Open Klant containers
HTTP service
The Open Klant web service listens on port 8000 inside the container and accepts HTTP traffic. Three endpoints are exposed for health checks.
http://localhost:8000/_healthz/livez/The liveness endpoint - checks that HTTP requests can be handled. Suitable for liveness (and readiness) probes. This is the check with lowest overhead.
http://localhost:8000/_healthz/Endpoint that checks connections with database, caches, database migration state…
Suitable for the startup probe. The most expensive check to run, as it checks all dependencies of the application.
http://localhost:8000/_healthz/readyz/The readiness endpoint - checks that requests can be handled and tests that the default cache (used by for sessions) and database connection function. Slightly more expensive than the liveness check, but it’s a good candidate for the readiness probe.
Tip
Ensure the ALLOWED_HOSTS environment variable contains localhost. See
Environment configuration reference for more details.
Tip
The executable maykin-common is available in the container which can be
used to perform the health checks, as an alternative to HTTP probes.
maykin-common health-check \
--endpoint=http://localhost:8000/_healthz/livez/ \
--timeout=3
Celery workers
The Celery Worker service is responsible for picking up and executing background tasks scheduled by the web service or Celery beat.
The worker creates and updates an event loop liveness file at
/app/tmp/celery_worker_event_loop.live, which is touched every minute. Additionally,
when the worker is ready to accept tasks, it creates the
/app/tmp/celery_worker.ready file and removes it when the worker shuts down.
The worker liveness can be checked with the maykin-common CLI:
maykin-common worker-health-check \
--broker redis://redis:6379/0 \
--liveness-file /app/tmp/celery_worker_event_loop.live \
--worker-name celery@docker
Caution
Adapt the --broker and --worker-name options to your environment.
--brokermust match the value of theCELERY_BROKERsetting.--worker-nameshould not be necessary as it is taken from theCELERY_WORKER_NAMEenvvar if set, and otherwise falls back tocelery@<hostname>, where the hostname of the container is used.If pings are failing, you may need to provide the worker name(s) explicitly.
Tip
You can also use the health checks for readiness in rolling deployments on Kubernetes, so that old pods are only stopped when the new versions are confirmed to be ready.

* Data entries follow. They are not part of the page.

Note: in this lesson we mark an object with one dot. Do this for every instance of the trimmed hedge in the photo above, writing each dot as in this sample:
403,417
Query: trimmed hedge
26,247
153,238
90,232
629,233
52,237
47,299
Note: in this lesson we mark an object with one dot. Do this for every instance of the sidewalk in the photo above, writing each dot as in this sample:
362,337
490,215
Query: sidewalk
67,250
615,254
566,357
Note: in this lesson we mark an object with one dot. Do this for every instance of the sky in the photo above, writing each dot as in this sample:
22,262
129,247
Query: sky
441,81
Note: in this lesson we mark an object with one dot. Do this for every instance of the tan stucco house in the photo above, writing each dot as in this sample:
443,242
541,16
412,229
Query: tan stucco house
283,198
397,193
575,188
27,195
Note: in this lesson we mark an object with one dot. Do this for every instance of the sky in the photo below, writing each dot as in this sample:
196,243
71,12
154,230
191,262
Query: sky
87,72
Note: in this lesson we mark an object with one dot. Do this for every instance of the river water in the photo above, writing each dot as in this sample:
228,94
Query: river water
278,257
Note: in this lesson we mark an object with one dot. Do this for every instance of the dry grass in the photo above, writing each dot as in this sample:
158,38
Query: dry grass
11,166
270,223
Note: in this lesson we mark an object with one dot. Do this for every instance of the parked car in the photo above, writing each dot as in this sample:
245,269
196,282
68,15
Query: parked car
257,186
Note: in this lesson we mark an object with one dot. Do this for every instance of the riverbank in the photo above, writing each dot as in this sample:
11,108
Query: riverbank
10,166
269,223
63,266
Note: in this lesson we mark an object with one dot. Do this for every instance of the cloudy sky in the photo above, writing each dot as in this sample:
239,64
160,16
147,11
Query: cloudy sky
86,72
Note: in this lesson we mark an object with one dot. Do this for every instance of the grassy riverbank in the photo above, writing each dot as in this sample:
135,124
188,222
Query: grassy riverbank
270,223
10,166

maykin-common worker-health-check \
--skip-ping \
--skip-event-loop-liveness \
--no-skip-readiness \
--readiness-file /app/tmp/celery_worker.ready
Celery flower
Celery Flower is a web-app which binds to port 5555 by default. You can use the
generic HTTP health check utility from maykin-common, or set up an equivalent
HTTP probe:
maykin-common health-check \
--endpoint=http://localhost:5555/ \
--timeout=3
Third party containers
Redis
The Redis container images include a command line utility - redis-cli which
has a ping command to test connectivity to the server:
redis-cli ping
The command exits with exit code 0 on success and exit code 1 on failure.
PostgreSQL
Warning
Running the database as a container can bring certain scaling and disaster recovery challenges. We only provide this check for completeness sake.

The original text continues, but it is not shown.